Başkan Kocaoğlu, il özel idaresinin kapanmasından sonra tartışmalara neden olan mal paylaşımı ve köy malları konusuna da değindi. Kocaoğlu, “Kırsalda köy tüzel kişilikleri üzerine seçim sistemi kuruldu. Biz burada doğru bir strateji oluşturduk. Köylülerin malları var. Bergama Kozak Yaylası’ndaki fıstık çamını ne yapacağım, satacak mıyım? Bir sürü şey var. Dere, otlak, mera, meyvelik, sebzelik var. Biz ‘bu düzeni bozmayacağız’ dedik. Peki nasıl çözeceksin? Kooperatiflere izbedel karşılığında kiraya vererek çözeceğiz. Köy malları bize hiç gelmedi. 30 dönüm üstündeki yerlere Büyükşehir bakıyordu. Biz ‘bunu bize verin’ dedik. Altını da ilçelere bıraktık. Sonra vali bey ‘Büyükşehir’e hiç vermeyeceğiz’ dedi ve iptal etti. Bazen karıştırılıyor. Birisi çıkıp (Vali Mustafa Toprak) diyor ki ‘malların yüzde 90’ını belediyelere verdik’… O da özel idare malları değil köy mallarıdır.
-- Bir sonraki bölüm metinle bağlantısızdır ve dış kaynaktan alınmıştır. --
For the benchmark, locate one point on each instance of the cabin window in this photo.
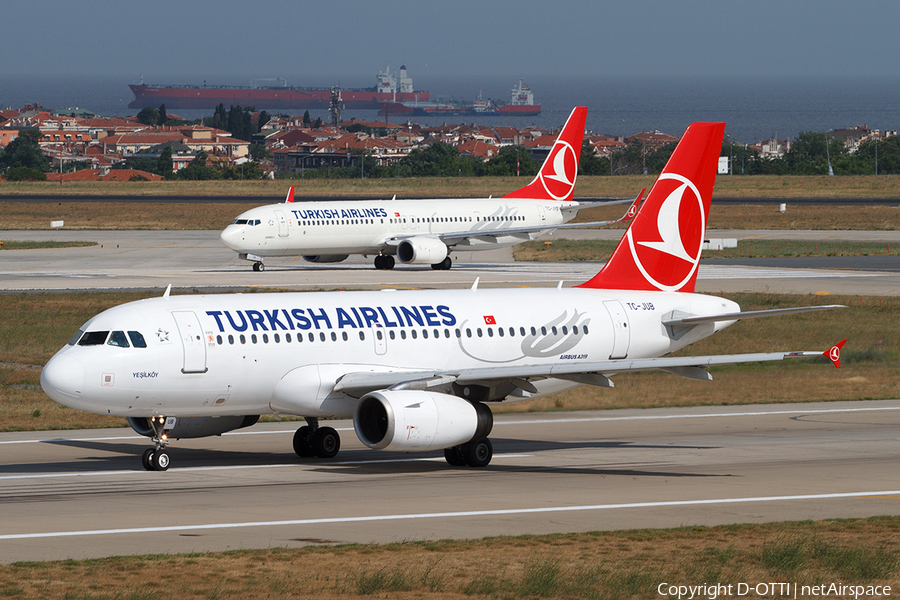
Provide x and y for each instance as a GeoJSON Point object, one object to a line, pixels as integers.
{"type": "Point", "coordinates": [117, 338]}
{"type": "Point", "coordinates": [94, 338]}
{"type": "Point", "coordinates": [137, 340]}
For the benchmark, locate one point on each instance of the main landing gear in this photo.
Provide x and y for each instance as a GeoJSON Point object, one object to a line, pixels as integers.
{"type": "Point", "coordinates": [384, 262]}
{"type": "Point", "coordinates": [157, 459]}
{"type": "Point", "coordinates": [477, 453]}
{"type": "Point", "coordinates": [444, 265]}
{"type": "Point", "coordinates": [312, 440]}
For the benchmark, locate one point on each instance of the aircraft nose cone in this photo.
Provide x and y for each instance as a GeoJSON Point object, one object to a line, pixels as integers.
{"type": "Point", "coordinates": [63, 378]}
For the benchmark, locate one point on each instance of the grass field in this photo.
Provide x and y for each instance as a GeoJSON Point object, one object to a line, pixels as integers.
{"type": "Point", "coordinates": [601, 250]}
{"type": "Point", "coordinates": [609, 565]}
{"type": "Point", "coordinates": [186, 216]}
{"type": "Point", "coordinates": [884, 186]}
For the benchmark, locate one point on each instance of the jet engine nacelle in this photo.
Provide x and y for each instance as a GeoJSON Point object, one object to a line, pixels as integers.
{"type": "Point", "coordinates": [415, 420]}
{"type": "Point", "coordinates": [191, 427]}
{"type": "Point", "coordinates": [326, 258]}
{"type": "Point", "coordinates": [421, 251]}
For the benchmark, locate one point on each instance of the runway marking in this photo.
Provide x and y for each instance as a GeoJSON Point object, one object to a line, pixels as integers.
{"type": "Point", "coordinates": [443, 515]}
{"type": "Point", "coordinates": [241, 467]}
{"type": "Point", "coordinates": [526, 422]}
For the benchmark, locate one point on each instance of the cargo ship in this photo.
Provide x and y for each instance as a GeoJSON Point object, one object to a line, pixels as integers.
{"type": "Point", "coordinates": [522, 105]}
{"type": "Point", "coordinates": [277, 97]}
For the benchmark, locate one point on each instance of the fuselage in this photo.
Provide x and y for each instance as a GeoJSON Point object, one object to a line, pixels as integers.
{"type": "Point", "coordinates": [238, 354]}
{"type": "Point", "coordinates": [366, 227]}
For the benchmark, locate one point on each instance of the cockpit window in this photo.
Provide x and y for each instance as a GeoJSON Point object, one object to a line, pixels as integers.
{"type": "Point", "coordinates": [137, 340]}
{"type": "Point", "coordinates": [117, 338]}
{"type": "Point", "coordinates": [93, 338]}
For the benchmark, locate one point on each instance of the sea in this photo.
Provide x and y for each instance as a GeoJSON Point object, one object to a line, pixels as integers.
{"type": "Point", "coordinates": [754, 108]}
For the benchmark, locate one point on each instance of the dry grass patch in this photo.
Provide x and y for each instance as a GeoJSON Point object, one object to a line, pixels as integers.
{"type": "Point", "coordinates": [761, 186]}
{"type": "Point", "coordinates": [622, 564]}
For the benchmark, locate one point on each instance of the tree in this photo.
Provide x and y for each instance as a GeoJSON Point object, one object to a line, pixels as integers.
{"type": "Point", "coordinates": [507, 160]}
{"type": "Point", "coordinates": [591, 164]}
{"type": "Point", "coordinates": [25, 174]}
{"type": "Point", "coordinates": [164, 163]}
{"type": "Point", "coordinates": [148, 116]}
{"type": "Point", "coordinates": [25, 151]}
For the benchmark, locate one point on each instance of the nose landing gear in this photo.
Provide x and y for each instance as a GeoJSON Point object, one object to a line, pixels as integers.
{"type": "Point", "coordinates": [157, 459]}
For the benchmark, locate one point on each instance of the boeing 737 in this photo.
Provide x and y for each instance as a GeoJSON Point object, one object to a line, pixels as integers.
{"type": "Point", "coordinates": [418, 232]}
{"type": "Point", "coordinates": [416, 370]}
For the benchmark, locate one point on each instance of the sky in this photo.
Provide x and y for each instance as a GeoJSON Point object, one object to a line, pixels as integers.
{"type": "Point", "coordinates": [190, 40]}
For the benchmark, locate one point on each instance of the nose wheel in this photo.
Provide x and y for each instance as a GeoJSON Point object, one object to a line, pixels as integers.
{"type": "Point", "coordinates": [157, 459]}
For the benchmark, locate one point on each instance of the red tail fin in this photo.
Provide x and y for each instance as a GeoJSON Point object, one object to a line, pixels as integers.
{"type": "Point", "coordinates": [556, 179]}
{"type": "Point", "coordinates": [834, 353]}
{"type": "Point", "coordinates": [661, 248]}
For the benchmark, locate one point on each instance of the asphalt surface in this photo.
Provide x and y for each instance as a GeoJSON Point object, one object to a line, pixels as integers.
{"type": "Point", "coordinates": [84, 494]}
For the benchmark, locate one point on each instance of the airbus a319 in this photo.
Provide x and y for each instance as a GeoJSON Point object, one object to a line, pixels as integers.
{"type": "Point", "coordinates": [419, 232]}
{"type": "Point", "coordinates": [416, 370]}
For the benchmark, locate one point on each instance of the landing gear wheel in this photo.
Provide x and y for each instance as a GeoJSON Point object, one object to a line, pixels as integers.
{"type": "Point", "coordinates": [302, 445]}
{"type": "Point", "coordinates": [147, 459]}
{"type": "Point", "coordinates": [325, 442]}
{"type": "Point", "coordinates": [478, 453]}
{"type": "Point", "coordinates": [455, 456]}
{"type": "Point", "coordinates": [384, 262]}
{"type": "Point", "coordinates": [444, 265]}
{"type": "Point", "coordinates": [160, 460]}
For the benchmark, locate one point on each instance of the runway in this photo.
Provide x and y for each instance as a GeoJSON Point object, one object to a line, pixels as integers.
{"type": "Point", "coordinates": [83, 494]}
{"type": "Point", "coordinates": [127, 260]}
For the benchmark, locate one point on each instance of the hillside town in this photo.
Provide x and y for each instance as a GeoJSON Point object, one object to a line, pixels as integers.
{"type": "Point", "coordinates": [81, 146]}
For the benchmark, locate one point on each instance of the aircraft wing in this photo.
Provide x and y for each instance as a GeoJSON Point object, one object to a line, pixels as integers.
{"type": "Point", "coordinates": [488, 235]}
{"type": "Point", "coordinates": [590, 373]}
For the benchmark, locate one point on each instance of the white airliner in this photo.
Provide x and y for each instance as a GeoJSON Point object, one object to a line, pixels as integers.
{"type": "Point", "coordinates": [419, 232]}
{"type": "Point", "coordinates": [416, 370]}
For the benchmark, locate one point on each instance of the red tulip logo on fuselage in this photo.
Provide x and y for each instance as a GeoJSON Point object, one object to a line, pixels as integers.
{"type": "Point", "coordinates": [564, 164]}
{"type": "Point", "coordinates": [669, 259]}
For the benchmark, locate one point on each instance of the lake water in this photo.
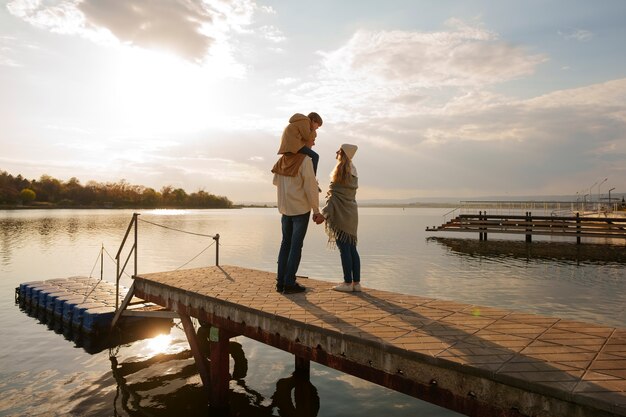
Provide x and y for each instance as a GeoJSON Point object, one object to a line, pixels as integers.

Ödemiş’teki satışı da değerli basın mensuplarımız var takip ediyorlar. Ne satacak göreceğiz. İnsan sözü ile yaşar ya da fırıldak olur. Biz sözümüzü verdik. Tire Belediyesi’nin sattığı alanı Ödemiş CHP İlçe Başkanı Mehmet Birlik aldı. Biz Büyükşehir olarak arazi alamayız. Resmi tesis alanı alabiliriz. Bostan tarlasını alamam. Ben Mehmet Bey ile görüştüm sözümü ikiletmedi. Bu araziyi başka birisi de alsaydı ihalenin iptali için elimden geleni yapacaktım. Kim alırsa alsın” dedi. Kocaoğlu, Vali Mustafa Toprak ile arasındaki buzların eriyip erimediği konusunda ise, “Bizim her sözümüzün, deyimizin manası var. İnsanlık tarihinden gelen sözler vardır. Başka anlamlar yükleyemezsiniz. Benim ‘ham’ dediğim vatandaşın malını kaptırmamaktır. Ama ‘ham hum şalalop’ karışık iştir. Bizim söylediğimiz ile bu farklı bir konudur” dedi.
ULAŞIMDA “ZON” UYGULAMASI
Kocaoğlu, ulaşım konusunda yeni bir uygulanın hazırlığını anlattı. İzmir genelinde yeni ilçelerin bağlanmasından sonra ‘zon’ uygulaması yapacaklarını belirten Kocaoğlu, “Kenti önümüze koyacağız. Birinci zona Menderes, Menemen ve Güzelbahçe’yi alıyoruz. Ardından eski metropol ve yeni metropol sınırları olarak ayrım yapılacak. Her 20-25 kilometrede bir fiyatlandırma yapacağız. Diyelim ki 20 kilometrede 2.5 TL,veren ikinci 25 kilometrede bir 2,5 TL daha verecek. Merkezden dağılım, ilçelerden ilçelere, ilçe merkezlerden köylere dağılan bir sistem getiriyoruz. Bir ilçede, 5 kilometre de köy var 45 kilometre de.. Bunu özel sektör ile birlikte yapacağız. Bu sistem ile 5 yıldır uğraşıyorum. Sabahleyin kalkıp da ‘şunu yapacağız’ demek yanlış. Yasalar, kanunlar, deneyimler ve yönetmelikler var. Biz de bir işi ilk defa yapıyoruz. Kendi insanımıza, coğrafyamıza uyduruyoruz. Bu ulaşım sisteminde dolmuşlardan başlayarak bizzat kendim çalışıyorum. Körfez’i, Kemeraltı’nı, Agora’yı, kentsel dönüşümü öyle çalışıyoruz. Vapurlar da geliyor. Vapurun birisinde bir hastalık oluyor ve geri gidiyor. O zaman ‘vay efendim’ diyorlar. Bunlar olacak. Küçük şeyler çözülür” açıklaması yaptı.